Measured signals are usually fed into filters or signal decomposers to extract useful features to assist making identification in state monitoring or fault diagnosis. But what is routinely ignored is that an experienced expert can realize what is happening just by watching the signals presented on the oscilloscope even without the analyzing report. The vision image input and the experience feedback are the two keys in this identification process by the brain. The experience can be easily quantified, like 1 for “good” and 0 for “bad”, and used for identification model construction, while there has been no attempt to use pictured signal as the model input. For closed-loop control system, it is necessary to acquire signal feedback point by point to adjust the system in real time.

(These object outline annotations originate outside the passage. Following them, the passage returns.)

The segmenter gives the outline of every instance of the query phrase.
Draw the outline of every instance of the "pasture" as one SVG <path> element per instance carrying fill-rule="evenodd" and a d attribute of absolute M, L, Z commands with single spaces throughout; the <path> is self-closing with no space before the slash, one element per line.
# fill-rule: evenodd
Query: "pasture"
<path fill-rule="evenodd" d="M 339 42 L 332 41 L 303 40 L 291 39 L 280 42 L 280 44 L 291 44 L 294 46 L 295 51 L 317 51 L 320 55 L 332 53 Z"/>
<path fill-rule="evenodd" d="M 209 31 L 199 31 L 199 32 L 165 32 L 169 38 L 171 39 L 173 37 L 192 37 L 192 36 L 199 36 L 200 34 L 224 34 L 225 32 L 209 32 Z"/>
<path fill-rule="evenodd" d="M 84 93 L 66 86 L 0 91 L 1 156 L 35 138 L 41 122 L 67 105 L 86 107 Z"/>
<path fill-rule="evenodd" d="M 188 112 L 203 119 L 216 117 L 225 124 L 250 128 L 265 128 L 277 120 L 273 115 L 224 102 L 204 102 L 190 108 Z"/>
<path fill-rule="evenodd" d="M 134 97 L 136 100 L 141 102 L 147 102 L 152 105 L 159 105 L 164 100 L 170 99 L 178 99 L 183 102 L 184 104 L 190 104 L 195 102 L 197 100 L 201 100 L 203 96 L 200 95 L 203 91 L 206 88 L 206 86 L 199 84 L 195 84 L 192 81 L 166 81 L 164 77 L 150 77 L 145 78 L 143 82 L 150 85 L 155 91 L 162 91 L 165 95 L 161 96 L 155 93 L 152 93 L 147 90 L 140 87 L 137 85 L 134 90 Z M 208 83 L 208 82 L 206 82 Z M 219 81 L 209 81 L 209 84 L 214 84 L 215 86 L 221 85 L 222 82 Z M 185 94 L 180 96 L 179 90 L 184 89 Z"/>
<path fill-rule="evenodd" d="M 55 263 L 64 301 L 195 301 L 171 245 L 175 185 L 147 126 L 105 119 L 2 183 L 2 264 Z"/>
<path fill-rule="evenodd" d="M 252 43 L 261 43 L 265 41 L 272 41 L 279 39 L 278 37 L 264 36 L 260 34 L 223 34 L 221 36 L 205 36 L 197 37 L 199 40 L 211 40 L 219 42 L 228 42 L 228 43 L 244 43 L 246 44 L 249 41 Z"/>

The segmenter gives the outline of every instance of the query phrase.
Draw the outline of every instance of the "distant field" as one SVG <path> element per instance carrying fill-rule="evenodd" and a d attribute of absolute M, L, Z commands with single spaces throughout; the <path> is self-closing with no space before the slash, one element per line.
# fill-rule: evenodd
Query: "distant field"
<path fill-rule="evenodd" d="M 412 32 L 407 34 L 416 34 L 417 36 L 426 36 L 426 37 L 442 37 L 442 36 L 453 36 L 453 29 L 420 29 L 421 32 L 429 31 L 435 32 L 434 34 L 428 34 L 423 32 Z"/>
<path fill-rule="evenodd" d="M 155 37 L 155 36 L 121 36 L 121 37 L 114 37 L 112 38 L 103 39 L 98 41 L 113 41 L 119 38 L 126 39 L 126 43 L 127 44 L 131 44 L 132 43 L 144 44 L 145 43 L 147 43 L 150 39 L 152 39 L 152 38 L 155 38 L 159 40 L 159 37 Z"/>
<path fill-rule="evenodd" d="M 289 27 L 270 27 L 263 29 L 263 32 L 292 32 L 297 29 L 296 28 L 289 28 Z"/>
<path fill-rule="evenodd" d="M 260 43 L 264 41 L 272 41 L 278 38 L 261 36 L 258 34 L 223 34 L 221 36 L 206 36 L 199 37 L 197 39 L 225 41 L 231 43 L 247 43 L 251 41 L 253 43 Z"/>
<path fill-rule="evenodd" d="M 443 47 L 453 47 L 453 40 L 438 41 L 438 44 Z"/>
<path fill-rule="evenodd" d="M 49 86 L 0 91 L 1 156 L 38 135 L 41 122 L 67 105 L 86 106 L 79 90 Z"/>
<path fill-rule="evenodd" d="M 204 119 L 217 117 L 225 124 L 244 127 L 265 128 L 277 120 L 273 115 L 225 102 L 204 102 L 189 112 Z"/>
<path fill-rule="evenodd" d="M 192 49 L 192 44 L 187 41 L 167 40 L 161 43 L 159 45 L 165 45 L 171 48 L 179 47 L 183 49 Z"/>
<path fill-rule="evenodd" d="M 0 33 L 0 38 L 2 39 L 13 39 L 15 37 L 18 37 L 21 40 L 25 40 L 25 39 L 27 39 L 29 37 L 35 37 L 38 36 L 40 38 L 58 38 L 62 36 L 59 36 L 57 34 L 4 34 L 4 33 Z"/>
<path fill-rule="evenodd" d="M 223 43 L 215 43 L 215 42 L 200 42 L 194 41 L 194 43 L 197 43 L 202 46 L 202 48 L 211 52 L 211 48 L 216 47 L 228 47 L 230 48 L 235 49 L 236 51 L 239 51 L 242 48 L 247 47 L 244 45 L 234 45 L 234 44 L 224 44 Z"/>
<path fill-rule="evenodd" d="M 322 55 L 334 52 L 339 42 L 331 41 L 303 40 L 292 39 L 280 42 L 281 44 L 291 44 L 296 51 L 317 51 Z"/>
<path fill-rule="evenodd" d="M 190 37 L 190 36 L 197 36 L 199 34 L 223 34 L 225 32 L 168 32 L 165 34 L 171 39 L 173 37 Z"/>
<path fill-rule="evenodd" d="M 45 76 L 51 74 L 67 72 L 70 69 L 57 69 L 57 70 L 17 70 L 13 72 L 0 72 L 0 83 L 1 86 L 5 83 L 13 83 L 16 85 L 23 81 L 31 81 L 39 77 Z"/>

But for state monitoring and fault diagnosis, the pattern hiding among the signal points is usually more important, which is exactly one of the special fields of image representation to indicate complex interrelationship. Taking machining state monitoring as example, this paper explore the possibility to use the pictured signals as input to construct identification model without traditional feature engineering based on signal analysis. Convolutional neural networks (CNN) is introduced to connect pictured signals to different vibration states with experience feedback. Results validate the proposed method with excellent modeling performance. Time complexity analysis proves this pictured signal image representation based CNN method to be capable to be real-time. Two dimensional image representation is a powerful way to exhibit and fuse information. With high flexibility, the proposed method may be a promising framework for monitoring or fault diagnosis tasks.